Begin payer engagement immediately, regardless of how distant the PDUFA date appears. The three-year minimum timeline for meaningful formulary relationships is not negotiable in the current market.
Conduct a PBM affiliate audit. Map which formularies carry meaningful Cordavis or equivalent private-label exposure in the target therapeutic category and build a differentiated contracting and evidence strategy for each.

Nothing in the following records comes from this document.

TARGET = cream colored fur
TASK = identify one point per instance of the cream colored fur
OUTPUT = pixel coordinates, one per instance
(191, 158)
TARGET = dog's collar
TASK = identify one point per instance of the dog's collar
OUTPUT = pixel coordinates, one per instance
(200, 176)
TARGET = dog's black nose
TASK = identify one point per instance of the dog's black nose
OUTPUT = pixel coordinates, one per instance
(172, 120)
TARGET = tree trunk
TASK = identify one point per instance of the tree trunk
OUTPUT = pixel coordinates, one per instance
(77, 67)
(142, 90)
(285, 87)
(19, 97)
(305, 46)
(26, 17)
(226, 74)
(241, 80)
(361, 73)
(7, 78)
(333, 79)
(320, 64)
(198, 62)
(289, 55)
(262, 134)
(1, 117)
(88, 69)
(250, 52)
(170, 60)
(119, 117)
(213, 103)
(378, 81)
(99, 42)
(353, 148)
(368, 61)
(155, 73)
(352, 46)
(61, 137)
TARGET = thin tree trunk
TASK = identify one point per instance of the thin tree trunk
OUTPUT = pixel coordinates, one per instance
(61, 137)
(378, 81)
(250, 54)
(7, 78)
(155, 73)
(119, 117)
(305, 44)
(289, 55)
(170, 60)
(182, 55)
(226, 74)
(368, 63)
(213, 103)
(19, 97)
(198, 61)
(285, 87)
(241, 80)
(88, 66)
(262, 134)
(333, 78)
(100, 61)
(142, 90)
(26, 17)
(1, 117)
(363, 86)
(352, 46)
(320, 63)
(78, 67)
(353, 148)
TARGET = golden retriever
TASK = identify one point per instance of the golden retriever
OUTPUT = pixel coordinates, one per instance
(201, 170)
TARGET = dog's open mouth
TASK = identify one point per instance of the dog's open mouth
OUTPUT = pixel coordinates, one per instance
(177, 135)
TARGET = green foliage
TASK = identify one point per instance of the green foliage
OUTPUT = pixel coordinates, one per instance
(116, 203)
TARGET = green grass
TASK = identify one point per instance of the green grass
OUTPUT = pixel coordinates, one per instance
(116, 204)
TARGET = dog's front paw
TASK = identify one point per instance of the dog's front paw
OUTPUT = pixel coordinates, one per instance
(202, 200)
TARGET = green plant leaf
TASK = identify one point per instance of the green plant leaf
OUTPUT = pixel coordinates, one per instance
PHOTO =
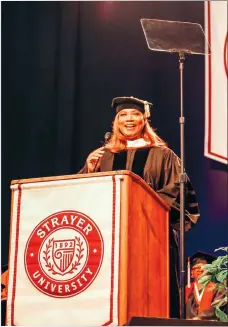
(221, 315)
(220, 302)
(222, 275)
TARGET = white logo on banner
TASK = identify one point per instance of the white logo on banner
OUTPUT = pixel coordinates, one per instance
(216, 73)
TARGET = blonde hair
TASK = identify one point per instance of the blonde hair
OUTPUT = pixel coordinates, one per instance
(118, 141)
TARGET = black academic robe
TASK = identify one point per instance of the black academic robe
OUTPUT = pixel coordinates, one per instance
(160, 168)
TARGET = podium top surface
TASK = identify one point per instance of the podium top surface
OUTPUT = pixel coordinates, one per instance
(126, 173)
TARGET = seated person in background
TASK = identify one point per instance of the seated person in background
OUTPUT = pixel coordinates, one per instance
(198, 299)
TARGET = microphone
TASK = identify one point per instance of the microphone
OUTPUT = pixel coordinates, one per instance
(107, 137)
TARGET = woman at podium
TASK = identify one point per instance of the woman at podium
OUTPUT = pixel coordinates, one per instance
(135, 146)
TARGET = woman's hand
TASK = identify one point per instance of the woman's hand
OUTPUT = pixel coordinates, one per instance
(93, 160)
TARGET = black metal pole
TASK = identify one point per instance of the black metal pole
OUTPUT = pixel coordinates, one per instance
(182, 191)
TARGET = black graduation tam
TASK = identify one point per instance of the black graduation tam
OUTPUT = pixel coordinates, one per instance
(199, 257)
(121, 103)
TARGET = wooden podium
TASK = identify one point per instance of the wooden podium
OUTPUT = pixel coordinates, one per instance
(142, 266)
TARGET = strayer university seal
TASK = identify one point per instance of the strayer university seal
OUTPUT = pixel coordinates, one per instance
(63, 254)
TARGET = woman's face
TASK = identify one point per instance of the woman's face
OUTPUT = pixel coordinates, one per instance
(197, 270)
(131, 123)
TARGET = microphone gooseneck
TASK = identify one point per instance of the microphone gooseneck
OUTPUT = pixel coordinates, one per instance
(107, 137)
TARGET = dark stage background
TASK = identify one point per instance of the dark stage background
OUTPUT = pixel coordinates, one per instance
(63, 62)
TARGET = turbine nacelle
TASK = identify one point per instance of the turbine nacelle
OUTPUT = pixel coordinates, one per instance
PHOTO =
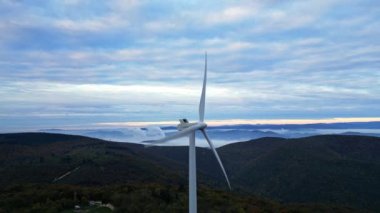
(187, 129)
(184, 124)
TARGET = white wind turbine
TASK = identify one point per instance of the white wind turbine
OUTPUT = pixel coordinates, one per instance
(188, 129)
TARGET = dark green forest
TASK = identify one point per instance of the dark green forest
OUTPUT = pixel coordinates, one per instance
(53, 173)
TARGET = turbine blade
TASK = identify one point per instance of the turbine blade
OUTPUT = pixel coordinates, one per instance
(179, 134)
(203, 95)
(217, 156)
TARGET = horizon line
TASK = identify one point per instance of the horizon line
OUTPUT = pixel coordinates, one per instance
(245, 121)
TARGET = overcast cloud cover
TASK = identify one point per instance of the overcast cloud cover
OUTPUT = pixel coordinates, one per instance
(83, 62)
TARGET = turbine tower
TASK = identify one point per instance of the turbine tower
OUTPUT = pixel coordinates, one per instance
(188, 129)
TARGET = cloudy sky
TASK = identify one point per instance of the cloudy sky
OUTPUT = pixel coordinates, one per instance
(67, 63)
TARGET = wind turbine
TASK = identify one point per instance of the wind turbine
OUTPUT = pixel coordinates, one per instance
(188, 129)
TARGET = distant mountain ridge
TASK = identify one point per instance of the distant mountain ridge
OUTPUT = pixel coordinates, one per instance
(327, 169)
(227, 134)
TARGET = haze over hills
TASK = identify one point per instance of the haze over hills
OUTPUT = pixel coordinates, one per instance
(330, 170)
(227, 134)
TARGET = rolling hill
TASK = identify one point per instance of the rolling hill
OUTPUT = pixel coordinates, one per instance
(328, 170)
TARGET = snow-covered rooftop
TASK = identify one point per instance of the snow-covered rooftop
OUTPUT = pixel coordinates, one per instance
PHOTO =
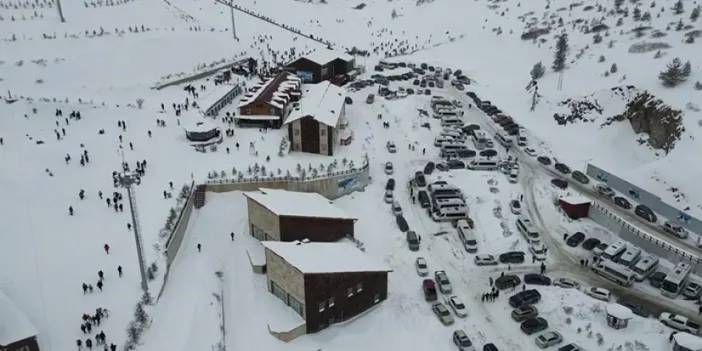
(324, 56)
(14, 324)
(322, 101)
(297, 204)
(688, 341)
(316, 257)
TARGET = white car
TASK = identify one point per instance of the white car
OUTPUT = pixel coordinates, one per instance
(599, 293)
(422, 267)
(388, 168)
(457, 306)
(485, 260)
(566, 283)
(515, 206)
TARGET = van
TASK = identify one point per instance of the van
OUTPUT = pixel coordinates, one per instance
(466, 235)
(413, 240)
(483, 165)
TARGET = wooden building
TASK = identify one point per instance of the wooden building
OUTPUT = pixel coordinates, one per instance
(325, 283)
(16, 331)
(268, 103)
(287, 215)
(322, 65)
(314, 123)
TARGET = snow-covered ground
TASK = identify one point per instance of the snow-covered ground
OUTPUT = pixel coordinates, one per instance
(104, 58)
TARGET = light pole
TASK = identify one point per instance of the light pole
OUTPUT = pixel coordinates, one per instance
(127, 179)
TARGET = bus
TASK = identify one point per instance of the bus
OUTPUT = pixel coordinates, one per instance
(675, 281)
(645, 267)
(614, 272)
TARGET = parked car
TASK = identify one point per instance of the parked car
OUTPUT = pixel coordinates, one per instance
(419, 179)
(507, 281)
(442, 313)
(429, 168)
(457, 306)
(590, 243)
(566, 283)
(646, 213)
(443, 282)
(580, 177)
(570, 347)
(679, 322)
(484, 260)
(692, 291)
(524, 312)
(656, 279)
(429, 289)
(422, 266)
(548, 339)
(533, 325)
(388, 168)
(559, 183)
(575, 239)
(536, 279)
(604, 190)
(526, 297)
(622, 202)
(546, 161)
(512, 257)
(462, 341)
(561, 167)
(515, 207)
(599, 293)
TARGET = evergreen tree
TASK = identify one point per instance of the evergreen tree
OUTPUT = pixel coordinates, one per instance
(678, 7)
(673, 74)
(561, 51)
(537, 71)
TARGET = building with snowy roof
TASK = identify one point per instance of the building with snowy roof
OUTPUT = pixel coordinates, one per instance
(322, 65)
(314, 123)
(288, 215)
(17, 333)
(325, 283)
(267, 103)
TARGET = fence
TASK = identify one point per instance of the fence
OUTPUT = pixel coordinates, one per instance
(645, 241)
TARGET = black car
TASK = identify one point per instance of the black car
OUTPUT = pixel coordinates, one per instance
(423, 198)
(575, 239)
(544, 160)
(402, 223)
(390, 185)
(536, 279)
(559, 183)
(581, 177)
(507, 281)
(645, 213)
(512, 257)
(622, 202)
(561, 167)
(533, 325)
(656, 279)
(590, 243)
(526, 297)
(429, 168)
(419, 179)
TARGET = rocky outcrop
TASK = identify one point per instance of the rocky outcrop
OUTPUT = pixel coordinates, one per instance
(650, 115)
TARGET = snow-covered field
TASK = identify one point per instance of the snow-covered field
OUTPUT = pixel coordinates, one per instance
(105, 58)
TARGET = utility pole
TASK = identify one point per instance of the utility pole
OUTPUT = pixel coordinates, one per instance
(58, 6)
(126, 180)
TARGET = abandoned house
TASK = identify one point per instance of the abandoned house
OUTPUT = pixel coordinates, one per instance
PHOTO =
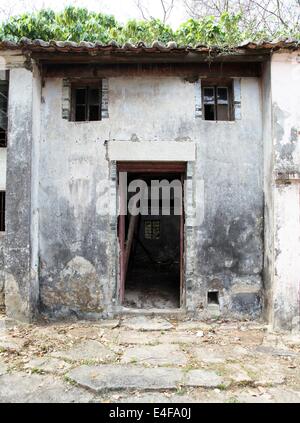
(86, 127)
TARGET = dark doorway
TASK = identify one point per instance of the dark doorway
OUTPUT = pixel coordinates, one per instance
(152, 240)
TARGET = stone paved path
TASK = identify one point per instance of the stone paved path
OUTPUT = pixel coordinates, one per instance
(148, 359)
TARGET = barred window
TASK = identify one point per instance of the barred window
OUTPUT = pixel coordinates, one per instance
(3, 108)
(217, 102)
(2, 211)
(86, 102)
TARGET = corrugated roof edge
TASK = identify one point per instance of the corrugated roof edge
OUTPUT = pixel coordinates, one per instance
(70, 46)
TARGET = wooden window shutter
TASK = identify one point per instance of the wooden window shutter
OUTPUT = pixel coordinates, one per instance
(104, 99)
(66, 99)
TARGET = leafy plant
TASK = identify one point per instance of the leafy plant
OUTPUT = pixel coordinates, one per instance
(79, 24)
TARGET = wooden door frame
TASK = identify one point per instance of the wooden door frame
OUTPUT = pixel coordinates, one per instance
(149, 167)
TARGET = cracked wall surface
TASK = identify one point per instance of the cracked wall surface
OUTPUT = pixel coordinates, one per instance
(225, 250)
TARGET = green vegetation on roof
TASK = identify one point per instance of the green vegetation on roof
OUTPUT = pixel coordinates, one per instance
(79, 24)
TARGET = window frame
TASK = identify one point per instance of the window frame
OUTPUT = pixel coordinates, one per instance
(5, 82)
(216, 84)
(87, 85)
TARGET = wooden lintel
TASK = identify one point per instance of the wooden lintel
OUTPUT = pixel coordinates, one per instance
(188, 70)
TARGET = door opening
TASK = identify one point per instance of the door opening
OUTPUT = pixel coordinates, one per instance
(151, 235)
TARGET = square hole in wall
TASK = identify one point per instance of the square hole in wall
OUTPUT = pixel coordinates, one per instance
(213, 297)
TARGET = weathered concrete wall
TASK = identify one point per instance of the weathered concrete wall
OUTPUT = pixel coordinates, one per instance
(21, 281)
(76, 259)
(2, 188)
(2, 277)
(2, 169)
(268, 273)
(285, 83)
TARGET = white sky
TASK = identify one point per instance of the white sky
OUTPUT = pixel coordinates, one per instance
(121, 9)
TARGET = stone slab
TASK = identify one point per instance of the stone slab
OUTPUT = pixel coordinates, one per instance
(203, 379)
(86, 350)
(25, 388)
(48, 365)
(144, 323)
(11, 344)
(157, 355)
(107, 378)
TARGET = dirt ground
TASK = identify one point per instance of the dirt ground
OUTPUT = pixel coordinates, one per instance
(148, 359)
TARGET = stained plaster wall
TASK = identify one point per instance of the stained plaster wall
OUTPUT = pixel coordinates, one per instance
(2, 234)
(285, 82)
(20, 255)
(77, 252)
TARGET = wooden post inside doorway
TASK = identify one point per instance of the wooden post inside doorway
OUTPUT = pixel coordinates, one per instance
(146, 168)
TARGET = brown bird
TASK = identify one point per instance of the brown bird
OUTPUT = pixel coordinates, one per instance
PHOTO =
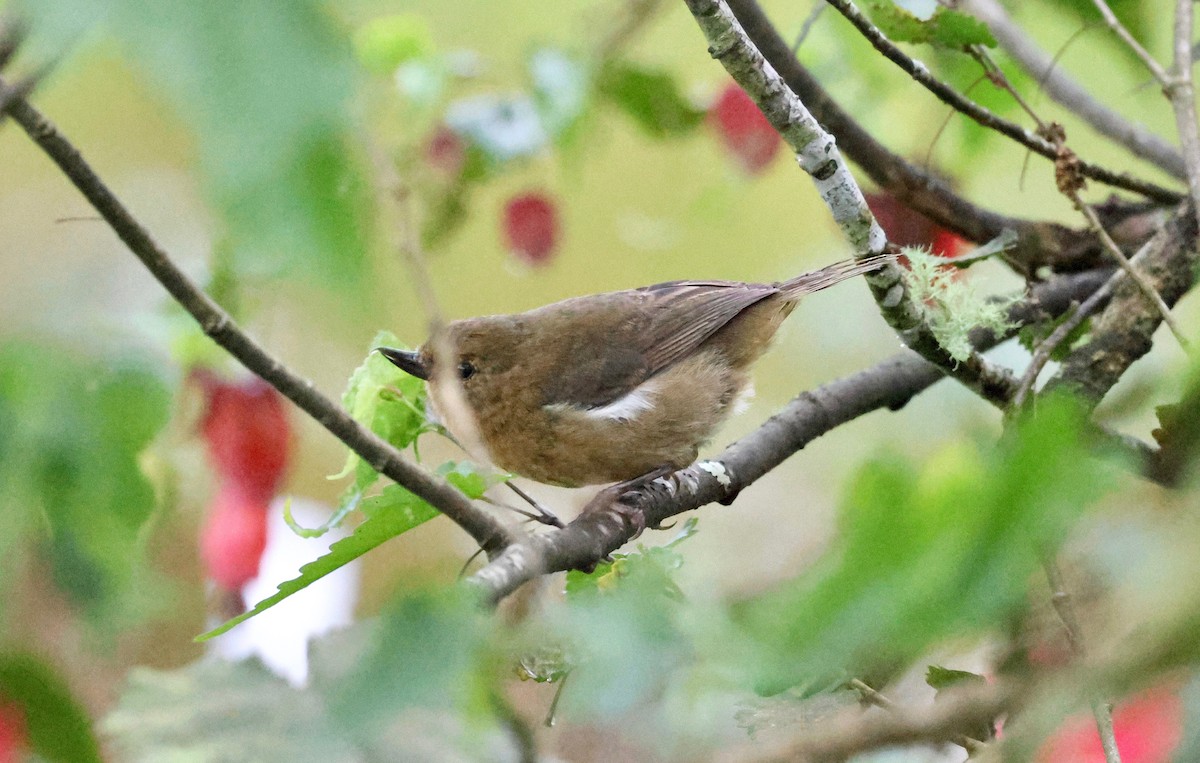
(610, 388)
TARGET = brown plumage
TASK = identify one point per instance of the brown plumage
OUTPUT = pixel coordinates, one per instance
(610, 386)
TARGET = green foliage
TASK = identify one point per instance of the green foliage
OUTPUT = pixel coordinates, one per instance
(928, 552)
(945, 28)
(652, 98)
(949, 306)
(383, 43)
(217, 710)
(561, 89)
(71, 434)
(429, 650)
(387, 401)
(391, 512)
(59, 730)
(622, 628)
(940, 678)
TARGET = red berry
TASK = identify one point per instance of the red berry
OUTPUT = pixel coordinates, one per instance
(247, 434)
(1149, 727)
(531, 227)
(947, 244)
(13, 733)
(234, 538)
(907, 227)
(447, 152)
(744, 131)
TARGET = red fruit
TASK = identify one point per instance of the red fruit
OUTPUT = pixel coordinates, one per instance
(1149, 727)
(531, 227)
(447, 152)
(907, 227)
(233, 538)
(13, 734)
(744, 131)
(246, 430)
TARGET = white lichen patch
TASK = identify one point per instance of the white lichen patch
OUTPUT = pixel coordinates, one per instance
(718, 470)
(949, 305)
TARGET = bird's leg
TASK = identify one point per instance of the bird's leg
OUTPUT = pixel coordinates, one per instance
(544, 515)
(611, 497)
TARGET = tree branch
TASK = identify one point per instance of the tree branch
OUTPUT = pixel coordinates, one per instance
(487, 532)
(891, 384)
(1122, 332)
(1038, 242)
(817, 154)
(1071, 95)
(1183, 101)
(949, 96)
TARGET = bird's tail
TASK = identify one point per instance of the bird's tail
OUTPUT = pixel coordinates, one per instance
(829, 275)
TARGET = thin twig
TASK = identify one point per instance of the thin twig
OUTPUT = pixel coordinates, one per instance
(1115, 24)
(1048, 346)
(1181, 94)
(1062, 605)
(1145, 286)
(807, 26)
(1033, 142)
(816, 152)
(220, 326)
(1069, 94)
(1069, 186)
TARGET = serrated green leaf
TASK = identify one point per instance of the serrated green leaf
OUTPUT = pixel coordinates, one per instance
(468, 478)
(387, 401)
(652, 98)
(390, 514)
(931, 551)
(73, 433)
(648, 570)
(58, 728)
(945, 29)
(383, 43)
(940, 678)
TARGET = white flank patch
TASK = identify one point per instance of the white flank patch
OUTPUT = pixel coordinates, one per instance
(625, 408)
(718, 470)
(742, 402)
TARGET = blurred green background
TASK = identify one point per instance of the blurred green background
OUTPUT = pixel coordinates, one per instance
(634, 209)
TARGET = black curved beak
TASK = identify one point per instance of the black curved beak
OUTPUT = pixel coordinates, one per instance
(406, 360)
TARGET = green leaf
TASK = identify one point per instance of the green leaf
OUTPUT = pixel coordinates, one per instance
(383, 43)
(943, 29)
(930, 552)
(647, 569)
(58, 727)
(219, 710)
(426, 653)
(943, 678)
(73, 433)
(385, 400)
(468, 478)
(652, 98)
(390, 514)
(264, 85)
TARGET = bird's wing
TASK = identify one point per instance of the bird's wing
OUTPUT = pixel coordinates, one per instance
(654, 328)
(684, 313)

Align medical affairs and market access on a shared evidence generation roadmap with milestones tied to development-phase decisions, not commercial-phase milestones.
Appoint a single market access P&L owner with cross-functional authority and CEO-level reporting before the commercial organisation is fully built.
Conclusion
The biosimilar market opportunity in 2026 is real, large, and growing. The Consolidated Appropriations Act reforms, the continued expansion of the biosimilar pipeline, and the maturation of payer understanding of biosimilar clinical equivalence represent meaningful structural tailwinds.
The window for capturing that opportunity, however, is not indefinitely open. PBM affiliate programmes are expanding. Private-label biosimilar portfolios are growing. Companies that are building payer relationships, generating real-world evidence, and developing integrated market access strategies today will be significantly better positioned than those that delay.
The gap between winning and losing in biosimilars in 2026 is rarely a science gap. It is usually an execution gap. And execution gaps are invariably a leadership choice.